Maxwell "Couldn't find database mysql" Troubleshooting

Posted by lhale on Mon, 07 Mar 2022 23:16:34 +0100

1, issue description

Recently, a mysql binlog data extraction maxwell process in prod environment was monitored by prometheus. There was a problem in its operation. The monitoring showed that the process hung up frequently.
Because the maxwell instance service is under systemct service control, it will automatically pull up the program 20 seconds after it hangs up.

The reason is that it is speculated that the maxwell process can not be started due to failure, and is pulled up by systemct service again and again. It is monitored by prometheus as frequent restart.

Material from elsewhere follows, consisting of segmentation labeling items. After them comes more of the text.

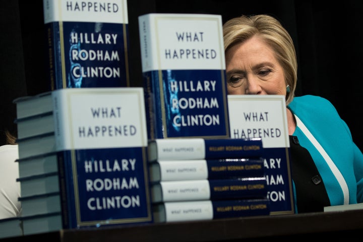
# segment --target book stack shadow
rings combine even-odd
[[[155,222],[269,214],[261,139],[157,139],[148,149]]]
[[[51,92],[21,97],[16,105],[24,235],[62,228]]]

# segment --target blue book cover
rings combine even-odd
[[[151,186],[154,203],[191,200],[221,200],[264,198],[267,196],[266,177],[168,180]]]
[[[152,222],[143,88],[52,95],[65,228]]]
[[[153,206],[155,222],[210,220],[268,215],[267,198],[166,202]]]
[[[231,137],[262,140],[271,214],[295,213],[285,96],[228,95]]]
[[[139,16],[149,139],[229,137],[221,16]]]
[[[43,0],[50,90],[130,86],[126,0]]]
[[[149,141],[149,161],[157,160],[260,158],[261,138],[156,139]]]
[[[152,182],[265,175],[262,158],[158,160],[149,165],[149,170]]]

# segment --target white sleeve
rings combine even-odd
[[[0,146],[0,219],[17,217],[21,211],[18,158],[18,145]]]

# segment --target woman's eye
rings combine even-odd
[[[263,69],[259,71],[259,75],[260,76],[267,76],[271,72],[271,70]]]
[[[242,84],[243,77],[231,77],[228,81],[228,83],[233,87],[239,86]]]

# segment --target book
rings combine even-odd
[[[58,172],[58,159],[55,152],[15,160],[18,162],[19,178]]]
[[[60,212],[60,196],[53,192],[19,198],[22,204],[22,216]]]
[[[0,238],[23,235],[22,221],[19,217],[0,219]]]
[[[150,181],[221,179],[264,175],[263,159],[159,160],[149,165]]]
[[[260,158],[263,156],[261,138],[168,138],[150,140],[149,161],[157,160]]]
[[[19,159],[43,155],[56,151],[54,132],[17,139],[16,142],[19,146]]]
[[[21,197],[59,192],[57,172],[19,177],[16,180],[20,183]]]
[[[62,213],[59,212],[22,216],[21,220],[24,235],[58,231],[63,228]]]
[[[130,86],[126,0],[43,0],[49,89]]]
[[[52,96],[63,228],[152,222],[143,88]]]
[[[148,14],[139,30],[149,139],[229,137],[221,16]]]
[[[285,96],[228,95],[232,139],[260,138],[271,214],[295,213]]]
[[[17,118],[42,114],[53,110],[51,92],[34,96],[20,97],[13,101],[16,107]]]
[[[54,132],[53,119],[52,111],[15,119],[14,123],[16,124],[18,129],[18,139]]]
[[[343,205],[328,206],[324,207],[324,212],[336,212],[338,211],[355,210],[363,209],[363,203]]]
[[[264,176],[234,178],[168,180],[151,186],[154,203],[266,197]]]
[[[156,223],[268,215],[267,198],[168,202],[153,206]]]

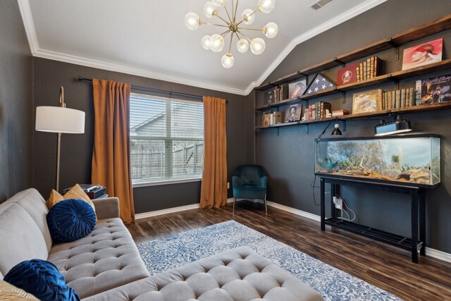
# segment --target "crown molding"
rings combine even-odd
[[[246,95],[250,93],[254,87],[261,85],[263,81],[274,71],[277,66],[282,63],[296,46],[387,1],[388,0],[371,0],[366,1],[292,39],[259,79],[251,82],[246,88]]]
[[[37,43],[37,37],[36,36],[36,29],[35,28],[35,22],[33,22],[33,16],[31,14],[31,8],[30,8],[30,2],[28,0],[18,0],[19,5],[19,11],[22,16],[22,21],[28,39],[28,46],[31,55],[34,56],[39,45]]]
[[[22,20],[28,39],[30,50],[33,56],[47,59],[54,61],[62,61],[65,63],[74,63],[76,65],[85,66],[87,67],[96,68],[99,69],[108,70],[110,71],[119,72],[123,73],[131,74],[133,75],[142,76],[148,78],[165,80],[171,82],[176,82],[182,85],[187,85],[192,87],[197,87],[204,89],[211,90],[214,91],[221,91],[228,93],[232,93],[238,95],[247,95],[252,90],[263,82],[263,81],[271,75],[271,73],[277,68],[277,66],[290,54],[293,49],[299,44],[311,39],[316,35],[325,32],[326,30],[336,26],[347,20],[355,17],[356,16],[364,13],[387,0],[371,0],[366,1],[354,8],[342,13],[341,15],[330,19],[328,22],[323,23],[309,32],[301,35],[293,39],[288,45],[279,54],[276,60],[268,67],[265,72],[256,81],[251,82],[245,90],[233,88],[231,87],[226,87],[220,85],[206,83],[202,81],[189,80],[178,76],[170,75],[168,74],[152,72],[147,70],[131,68],[119,64],[103,62],[101,61],[92,60],[80,56],[75,56],[41,49],[37,42],[36,35],[36,29],[33,22],[33,18],[31,13],[29,0],[18,0],[19,9],[22,16]]]

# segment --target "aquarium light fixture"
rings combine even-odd
[[[410,121],[402,118],[400,115],[397,115],[396,119],[394,121],[385,122],[383,120],[381,123],[376,125],[374,128],[374,135],[385,136],[410,132],[411,130]]]

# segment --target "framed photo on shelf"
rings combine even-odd
[[[404,49],[402,52],[402,70],[441,61],[443,50],[443,38]]]
[[[264,104],[272,104],[274,102],[274,90],[265,91],[263,97],[263,103]]]
[[[301,104],[292,104],[285,111],[285,122],[299,121],[301,120],[302,105]]]
[[[305,86],[307,85],[306,79],[298,80],[288,84],[288,98],[293,99],[299,97],[305,92]]]
[[[451,101],[451,75],[416,81],[416,105]]]
[[[379,102],[381,99],[381,89],[354,93],[352,95],[352,113],[377,112],[379,110]]]

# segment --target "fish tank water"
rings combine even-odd
[[[414,134],[315,140],[315,173],[428,186],[440,179],[440,136]]]

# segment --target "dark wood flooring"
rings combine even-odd
[[[128,225],[137,244],[234,219],[405,300],[451,300],[451,264],[420,256],[273,207],[193,209]]]

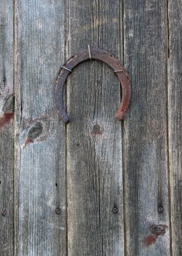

By viewing the service log, you can see the following error reports:

[root@server-xx system]# journalctl -xef


20:11:39,959 INFO  TaskManager - Stopping: com.zendesk.maxwell.schema.PositionStoreThread@6a827077
20:11:39,959 INFO  StoppableTaskState - com.zendesk.maxwell.schema.PositionStoreThread requestStop() called (in state: RUNNING)
20:11:39,959 INFO  TaskManager - Stopping: com.zendesk.maxwell.producer.MaxwellKafkaProducerWorker@565055db
20:11:39,959 INFO  StoppableTaskState - MaxwellKafkaProducerWorker requestStop() called (in state: RUNNING)
20:11:39,960 INFO  KafkaProducer - [Producer clientId=producer-1] Closing the Kafka producer with timeoutMillis = 9223372036854775807 ms.
20:11:39,964 INFO  TaskManager - Stopping: com.zendesk.maxwell.bootstrap.BootstrapController@d021375
20:11:39,964 INFO  StoppableTaskState - com.zendesk.maxwell.bootstrap.BootstrapController requestStop() called (in state: RUNNING)
20:11:39,964 INFO  TaskManager - Stopping: com.zendesk.maxwell.replication.BinlogConnectorReplicator@368831cf
20:11:39,964 INFO  StoppableTaskState - com.zendesk.maxwell.replication.BinlogConnectorReplicator requestStop() called (in state: STOPPED)
java.lang.RuntimeException: Couldn't find database mysql
	at com.zendesk.maxwell.replication.TableCache.processEvent(TableCache.java:28)
	at com.zendesk.maxwell.replication.BinlogConnectorReplicator.getTransactionRows(BinlogConnectorReplicator.java:486)
	at com.zendesk.maxwell.replication.BinlogConnectorReplicator.getRow(BinlogConnectorReplicator.java:592)
	at com.zendesk.maxwell.replication.BinlogConnectorReplicator.work(BinlogConnectorReplicator.java:175)
	at com.zendesk.maxwell.util.RunLoopProcess.runLoop(RunLoopProcess.java:34)
	at com.zendesk.maxwell.Maxwell.startInner(Maxwell.java:222)
	at com.zendesk.maxwell.Maxwell.start(Maxwell.java:156)
	at com.zendesk.maxwell.Maxwell.main(Maxwell.java:243)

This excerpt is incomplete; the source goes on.